Another nonparametric test is the Wilcoxon rank sum test, which generally is used in the same situations as standard parametric hypothesis testing. Instead of examining the mean of each sample, however, the Wilcoxon test examines the rank of each value if the two samples are ordered from least to greatest. If the two samples are the same, each group should be scattered evenly through the ranking. If one group is clustered at the lower or upper end of the ranking, this indicates that the two groups are different.

For example, suppose that someone wanted to determine whether animated movies are longer or shorter than non-animated movies. For a standard test, he or she would determine the average duration for a sample of animated movies and for a sample of live-action movies and compare the difference to the variance of the samples. For the Wilcoxon nonparametric test, the movie times are put in order from least to greatest, and the ranks of the animated movie times are summed.

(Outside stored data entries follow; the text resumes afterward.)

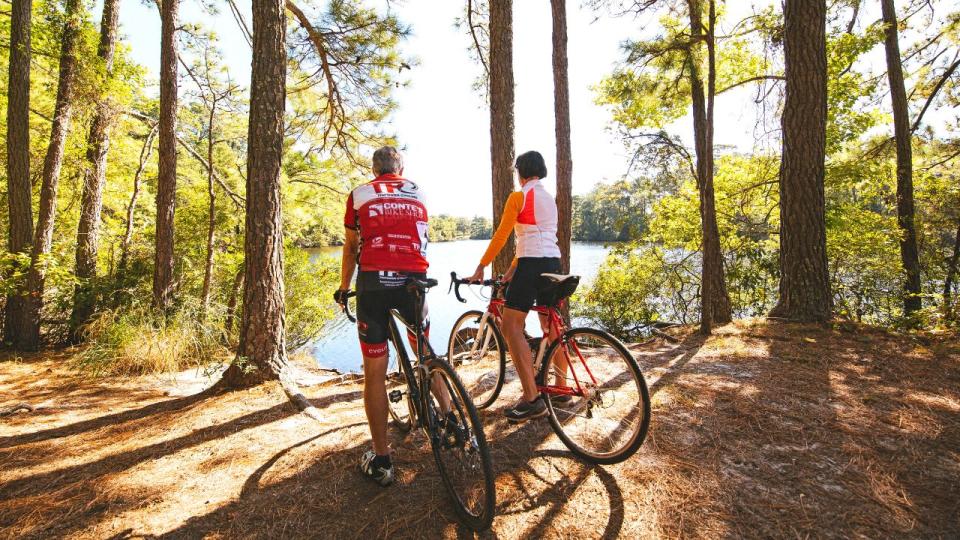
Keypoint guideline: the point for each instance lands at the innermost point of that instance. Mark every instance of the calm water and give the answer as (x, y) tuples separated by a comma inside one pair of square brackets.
[(337, 348)]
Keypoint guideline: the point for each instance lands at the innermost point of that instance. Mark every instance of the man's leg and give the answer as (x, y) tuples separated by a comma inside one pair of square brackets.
[(375, 401), (513, 323)]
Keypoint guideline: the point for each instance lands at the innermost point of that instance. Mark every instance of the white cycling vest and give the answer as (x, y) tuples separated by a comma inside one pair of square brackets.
[(536, 227)]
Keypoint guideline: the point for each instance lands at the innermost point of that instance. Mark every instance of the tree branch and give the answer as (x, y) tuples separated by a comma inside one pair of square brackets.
[(476, 41), (933, 94), (753, 79)]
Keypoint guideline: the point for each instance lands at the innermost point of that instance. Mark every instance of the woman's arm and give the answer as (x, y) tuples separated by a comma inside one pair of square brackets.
[(510, 212)]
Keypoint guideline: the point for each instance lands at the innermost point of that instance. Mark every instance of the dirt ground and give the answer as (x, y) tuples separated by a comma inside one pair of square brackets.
[(763, 430)]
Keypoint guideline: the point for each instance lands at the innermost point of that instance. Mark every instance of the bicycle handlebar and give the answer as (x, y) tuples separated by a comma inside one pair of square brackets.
[(455, 283), (346, 306)]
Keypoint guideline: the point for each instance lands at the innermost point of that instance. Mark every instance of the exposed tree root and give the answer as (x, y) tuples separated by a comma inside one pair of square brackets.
[(10, 411)]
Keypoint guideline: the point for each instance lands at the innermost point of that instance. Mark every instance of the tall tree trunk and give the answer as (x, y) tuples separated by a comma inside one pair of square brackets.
[(132, 205), (501, 116), (804, 281), (262, 323), (19, 194), (167, 173), (561, 109), (948, 313), (212, 213), (232, 302), (909, 254), (60, 127), (98, 143), (714, 300)]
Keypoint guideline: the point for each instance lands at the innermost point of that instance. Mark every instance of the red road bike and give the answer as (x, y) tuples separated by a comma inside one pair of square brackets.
[(597, 399)]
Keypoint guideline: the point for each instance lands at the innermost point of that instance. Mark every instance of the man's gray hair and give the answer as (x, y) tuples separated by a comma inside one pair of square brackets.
[(387, 160)]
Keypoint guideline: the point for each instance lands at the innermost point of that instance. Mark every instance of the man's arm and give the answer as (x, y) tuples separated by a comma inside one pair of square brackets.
[(348, 262)]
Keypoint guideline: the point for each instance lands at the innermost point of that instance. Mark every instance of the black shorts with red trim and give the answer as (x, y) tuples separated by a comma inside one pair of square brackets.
[(527, 285), (377, 294)]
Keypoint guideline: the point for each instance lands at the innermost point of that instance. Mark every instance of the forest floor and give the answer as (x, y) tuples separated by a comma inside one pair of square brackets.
[(762, 430)]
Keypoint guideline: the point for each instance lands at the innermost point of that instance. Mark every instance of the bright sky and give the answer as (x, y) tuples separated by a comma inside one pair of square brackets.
[(443, 124)]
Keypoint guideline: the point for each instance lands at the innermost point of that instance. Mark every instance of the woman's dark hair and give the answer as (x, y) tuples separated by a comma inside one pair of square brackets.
[(530, 164)]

The person could calculate the probability that the rank sum would be that size or smaller by determining the number of possible orderings with a given rank sum and the total number of possible ordering, a calculation that is simple given enough brute force calculation strength. With two small samples of six movies each, there are already 924 possible arrangements of rankings, a number that rapidly grows much bigger as movies are added. Alternatively, there are published tables that give probabilities corresponding to given rank sums for given sample sizes. These can be found in statistics texts or online.

Nonparametric testing is a growing field. It can be applied in any field in which more conventional statistics have been used as well. Applications are particularly common in the social sciences and medicine, however, particularly when normal distribution cannot apply.